Strona:Lewis Wallace - Ben-Hur.djvu/297

Z Wikiźródeł, wolnej biblioteki
Ta strona została skorygowana.

zaś uczucie nowe, zbudzone widokiem domu i przyjaciół, z którymi jakże miłe mógł pędzić życie! Ci tylko, którzy sami długie, dni wygnania znają, mogą ocenić siłę pokusy, wabiącej młodzieńca.

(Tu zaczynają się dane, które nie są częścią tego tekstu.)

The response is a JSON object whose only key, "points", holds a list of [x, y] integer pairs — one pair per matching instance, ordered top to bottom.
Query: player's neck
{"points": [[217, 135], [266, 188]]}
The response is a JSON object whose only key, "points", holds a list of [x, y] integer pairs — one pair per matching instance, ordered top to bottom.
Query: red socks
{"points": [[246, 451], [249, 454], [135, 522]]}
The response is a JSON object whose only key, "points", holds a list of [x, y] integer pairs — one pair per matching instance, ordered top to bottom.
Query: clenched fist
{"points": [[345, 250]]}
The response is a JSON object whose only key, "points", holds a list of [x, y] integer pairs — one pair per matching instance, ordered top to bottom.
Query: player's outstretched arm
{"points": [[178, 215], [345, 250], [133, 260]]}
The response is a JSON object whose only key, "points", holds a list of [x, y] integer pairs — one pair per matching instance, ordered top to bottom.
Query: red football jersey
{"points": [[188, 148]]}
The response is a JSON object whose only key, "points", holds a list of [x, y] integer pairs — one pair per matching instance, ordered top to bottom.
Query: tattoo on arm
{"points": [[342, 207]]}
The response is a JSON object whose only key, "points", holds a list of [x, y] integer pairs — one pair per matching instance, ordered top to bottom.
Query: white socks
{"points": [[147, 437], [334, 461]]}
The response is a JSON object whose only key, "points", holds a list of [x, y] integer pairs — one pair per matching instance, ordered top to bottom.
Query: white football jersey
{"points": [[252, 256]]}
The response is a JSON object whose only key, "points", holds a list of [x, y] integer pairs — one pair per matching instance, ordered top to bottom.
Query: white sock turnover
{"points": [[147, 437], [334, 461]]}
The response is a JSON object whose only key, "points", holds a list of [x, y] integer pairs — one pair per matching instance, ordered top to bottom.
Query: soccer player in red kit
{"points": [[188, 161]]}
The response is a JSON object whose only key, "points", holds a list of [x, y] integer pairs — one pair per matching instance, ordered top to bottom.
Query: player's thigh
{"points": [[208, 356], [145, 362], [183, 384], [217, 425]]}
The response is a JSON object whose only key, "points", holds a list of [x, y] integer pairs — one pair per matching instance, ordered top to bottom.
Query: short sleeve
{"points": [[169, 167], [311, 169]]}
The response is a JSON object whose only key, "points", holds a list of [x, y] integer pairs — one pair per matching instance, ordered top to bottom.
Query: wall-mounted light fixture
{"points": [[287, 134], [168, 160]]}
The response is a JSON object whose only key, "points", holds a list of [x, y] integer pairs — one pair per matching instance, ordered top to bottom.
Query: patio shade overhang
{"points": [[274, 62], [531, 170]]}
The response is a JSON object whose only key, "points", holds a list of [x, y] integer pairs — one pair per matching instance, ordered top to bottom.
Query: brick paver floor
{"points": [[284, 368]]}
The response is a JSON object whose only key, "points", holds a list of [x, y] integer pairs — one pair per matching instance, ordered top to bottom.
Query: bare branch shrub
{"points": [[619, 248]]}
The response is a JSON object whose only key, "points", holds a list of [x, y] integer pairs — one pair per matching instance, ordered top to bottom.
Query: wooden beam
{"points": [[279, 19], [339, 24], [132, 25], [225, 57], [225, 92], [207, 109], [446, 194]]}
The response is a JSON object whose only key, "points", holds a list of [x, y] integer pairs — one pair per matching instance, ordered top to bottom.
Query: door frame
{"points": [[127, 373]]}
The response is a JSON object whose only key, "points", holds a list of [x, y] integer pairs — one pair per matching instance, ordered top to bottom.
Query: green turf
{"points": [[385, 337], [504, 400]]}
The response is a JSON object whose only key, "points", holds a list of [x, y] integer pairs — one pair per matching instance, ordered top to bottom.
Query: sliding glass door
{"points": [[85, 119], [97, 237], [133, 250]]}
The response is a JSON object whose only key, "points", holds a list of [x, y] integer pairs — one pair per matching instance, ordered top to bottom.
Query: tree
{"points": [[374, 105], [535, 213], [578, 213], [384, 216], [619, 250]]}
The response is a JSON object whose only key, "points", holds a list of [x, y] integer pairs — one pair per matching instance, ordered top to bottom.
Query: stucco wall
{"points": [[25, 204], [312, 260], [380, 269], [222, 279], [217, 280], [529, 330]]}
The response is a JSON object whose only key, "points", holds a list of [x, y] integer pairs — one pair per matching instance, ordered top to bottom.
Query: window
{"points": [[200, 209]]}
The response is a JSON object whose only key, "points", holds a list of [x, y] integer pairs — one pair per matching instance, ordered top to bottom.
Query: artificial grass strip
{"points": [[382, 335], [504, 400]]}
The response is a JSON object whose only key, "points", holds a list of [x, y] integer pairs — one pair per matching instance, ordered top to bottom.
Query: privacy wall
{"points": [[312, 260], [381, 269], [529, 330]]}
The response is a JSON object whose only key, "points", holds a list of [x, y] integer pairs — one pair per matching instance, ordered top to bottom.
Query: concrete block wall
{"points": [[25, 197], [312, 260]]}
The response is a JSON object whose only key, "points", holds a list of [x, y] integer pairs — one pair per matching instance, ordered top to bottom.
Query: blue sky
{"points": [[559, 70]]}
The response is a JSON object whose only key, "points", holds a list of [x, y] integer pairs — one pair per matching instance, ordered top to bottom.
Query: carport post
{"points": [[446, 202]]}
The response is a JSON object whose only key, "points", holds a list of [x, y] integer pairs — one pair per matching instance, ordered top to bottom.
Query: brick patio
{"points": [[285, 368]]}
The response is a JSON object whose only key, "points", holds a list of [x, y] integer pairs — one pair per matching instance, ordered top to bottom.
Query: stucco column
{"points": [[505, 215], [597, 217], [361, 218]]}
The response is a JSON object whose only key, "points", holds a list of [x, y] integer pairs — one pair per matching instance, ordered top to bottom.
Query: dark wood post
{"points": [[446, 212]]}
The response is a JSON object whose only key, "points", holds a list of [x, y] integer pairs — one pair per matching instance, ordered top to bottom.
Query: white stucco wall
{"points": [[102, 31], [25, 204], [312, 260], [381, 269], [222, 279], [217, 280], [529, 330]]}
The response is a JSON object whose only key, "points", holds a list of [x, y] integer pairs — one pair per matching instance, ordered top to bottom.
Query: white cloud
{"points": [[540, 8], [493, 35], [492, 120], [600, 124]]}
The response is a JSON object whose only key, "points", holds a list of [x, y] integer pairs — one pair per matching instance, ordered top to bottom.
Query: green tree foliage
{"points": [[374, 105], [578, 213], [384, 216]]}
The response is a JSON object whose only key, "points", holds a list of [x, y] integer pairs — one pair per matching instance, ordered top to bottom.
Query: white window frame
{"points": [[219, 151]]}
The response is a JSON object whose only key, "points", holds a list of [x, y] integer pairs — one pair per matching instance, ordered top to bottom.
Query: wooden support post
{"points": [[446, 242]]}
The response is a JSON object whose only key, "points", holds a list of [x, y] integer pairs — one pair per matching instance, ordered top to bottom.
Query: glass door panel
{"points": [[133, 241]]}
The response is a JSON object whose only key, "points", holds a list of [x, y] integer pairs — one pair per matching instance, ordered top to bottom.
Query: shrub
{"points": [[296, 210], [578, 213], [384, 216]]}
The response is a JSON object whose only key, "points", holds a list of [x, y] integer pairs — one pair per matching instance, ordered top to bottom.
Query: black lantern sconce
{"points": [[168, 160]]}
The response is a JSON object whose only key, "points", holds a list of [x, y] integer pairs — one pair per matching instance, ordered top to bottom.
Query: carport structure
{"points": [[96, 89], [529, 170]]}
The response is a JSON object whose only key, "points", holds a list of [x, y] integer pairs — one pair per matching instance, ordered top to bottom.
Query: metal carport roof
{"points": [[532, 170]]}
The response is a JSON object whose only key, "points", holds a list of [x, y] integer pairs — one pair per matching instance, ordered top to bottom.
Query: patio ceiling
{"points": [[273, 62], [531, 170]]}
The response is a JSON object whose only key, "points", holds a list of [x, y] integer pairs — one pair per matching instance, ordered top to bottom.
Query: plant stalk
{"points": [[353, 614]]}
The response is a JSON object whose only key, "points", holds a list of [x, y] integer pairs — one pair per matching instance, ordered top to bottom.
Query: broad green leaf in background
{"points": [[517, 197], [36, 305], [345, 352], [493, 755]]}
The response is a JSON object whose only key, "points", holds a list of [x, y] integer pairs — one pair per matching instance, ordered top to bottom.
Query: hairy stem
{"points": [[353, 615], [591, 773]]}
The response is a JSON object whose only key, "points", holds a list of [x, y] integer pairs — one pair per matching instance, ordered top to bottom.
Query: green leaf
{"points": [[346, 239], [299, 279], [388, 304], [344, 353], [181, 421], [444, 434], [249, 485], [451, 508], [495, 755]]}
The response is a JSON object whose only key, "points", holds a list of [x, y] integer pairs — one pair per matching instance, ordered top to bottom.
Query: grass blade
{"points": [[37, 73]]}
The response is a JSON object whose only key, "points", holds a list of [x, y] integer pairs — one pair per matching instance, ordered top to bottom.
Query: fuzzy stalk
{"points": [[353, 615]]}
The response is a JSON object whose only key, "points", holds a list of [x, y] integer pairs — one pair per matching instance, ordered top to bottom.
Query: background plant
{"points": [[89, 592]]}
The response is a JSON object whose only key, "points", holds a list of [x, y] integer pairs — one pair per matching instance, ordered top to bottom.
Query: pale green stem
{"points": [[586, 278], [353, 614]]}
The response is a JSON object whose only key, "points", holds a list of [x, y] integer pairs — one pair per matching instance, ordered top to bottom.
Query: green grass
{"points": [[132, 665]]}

Dodajmy do tego podszepty światowe, przewrotne, słodkie słówka, które mówią: „żyj, używaj!“ przedstawiając zarazem tylko słoneczne strony życia, w których pewne znaczenie miała i słodka towarzyszka Ben-Hura.
— Byłaś, Estero, kiedy w Rzymie?
— Nie — odparła.
— A pragnęłabyś tam być?
— Zdaje mi się, że nie.
— Dlaczego?
— Lękam się Rzymu — odparła z drżeniem w głosie.
Spojrzał na nią, przy nim zdawała się małą jak dziecko. W zmroku nie widział jej twarzy, kształty jej nawet niewyraźnie się rysowały. A przecież przypomniała mu Tirzę i nagła opanowała go tkliwość wraz z wspomnieniem tej, co tak samo stała u jego boku, na szczycie domu owego straszliwego dnia, w którym się stało nieszczęście. Biedna Tirza! Gdzie ona teraz być może? Estera skorzystała na tych wzbudzonych wspomnieniach; nie była jego siostrą, ale niewolnicą, przecież nie zdołał jej za sługę uważać, przeciwnie, zdawało się, że dla tego dla niej jest serdeczniejszym i względniejszym.
— Nie mogę sobie wyobrazić Rzymu jako miasta pałaców, świątyń i przepełnionego tłumem ludzi; wydaje mi się raczej potworem, co posiadł nasz piękny kraj i grozi ludziom śmiercią i zagładą. Potwór to straszny i nic mu się oprzeć nie zdoła, bo żarłoczny jako zwierz i łaknie krwi: — Dlaczego...
Tu zatrzymała się i zmieszana patrzyła w ziemię.
— Mów dalej — rzekł Ben-Hur tonem zachęcającym.
Przysunęła się do niego, spojrzała w górę i rzekła:
— Czemu, Panie, chcesz wejść w nieprzyjaźń z Rzymem? Czemu z nim raczej nie zawrzeć przymierza i być spokojnym? Wszak w życiu tyle spotkało cię złego, znosiłeś wiele i uszedłeś mnogich zasadzek. Cierpienia zatruły twą młodość, czemuż resztę twych dni chcesz oddawać na łup boleści?